My recent essays connect the liminal body-soul boundary in the anonymous English alliterative poem St. Erkenwald (c. 1400) with quodlibetal questions answered by Thomas Aquinas (d. 1274) during common disputations in Paris, Geoffrey Chaucer’s Wife of Bath’s Prologue and Tale (c. 1392) with his translation of Boethius’s De consolatione philosophiae (c. 1380), and the C text of William Langland’s Piers Plowman (c. 1390) with Aristotle’s Politics (c. 350 BC) and Augustine of Hippo’s De libero arbitrio voluntatis (c. 388). Using these and other Middle English texts, I have written about medieval debates that center on the relationship between the body and the soul: the active versus contemplative life, free will versus predestination, and the role of the will in subduing the passions.
At the University of Michigan, I am a Rackham Merit Fellow pursuing a certificate in Medieval and Early Modern Studies alongside my degree in English Language and Literature.
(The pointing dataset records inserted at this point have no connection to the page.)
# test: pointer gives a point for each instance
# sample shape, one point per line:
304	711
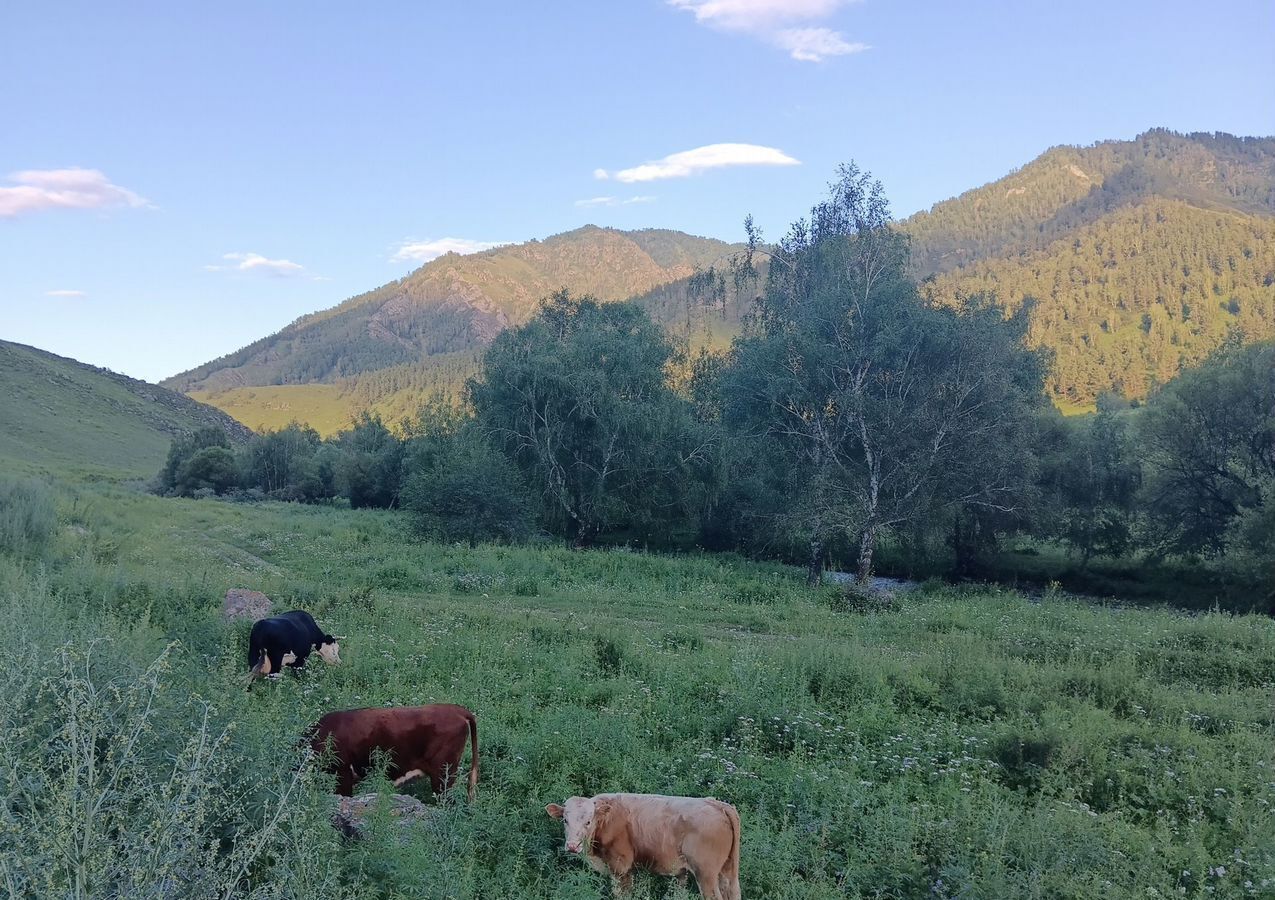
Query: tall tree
886	407
579	400
1210	441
My work has been supported by the Diane Owen Hughes Scholarship, Radcliffe/Ramsdell Fellowship, and Rackham Graduate School.
During my graduate degree at Boston College, I served as member and program assistant of an interdisciplinary steering committee for the graduate student training, "An Introduction to Teaching the Global Middle Ages," that preceded the Centennial Meeting of the Medieval Academy of America hosted by Harvard University in 2025.
During my undergraduate degree at Asbury University, I served as an invited member of the Liberal Arts Student Advisory Committee and completed summer tutorials in literature and philosophy at University of Oxford in 2022 on a Continuing Education Scholarship awarded by Sigma Tau Delta English Honor Society.
While completing my degrees, I gained over seven years of professional experience working full-time in higher education as admininstrative assistant at the department and senior levels. Prior to higher education, I was employed in the restaurant industry for nine years. My educational journey fosters a passion for student success and retention.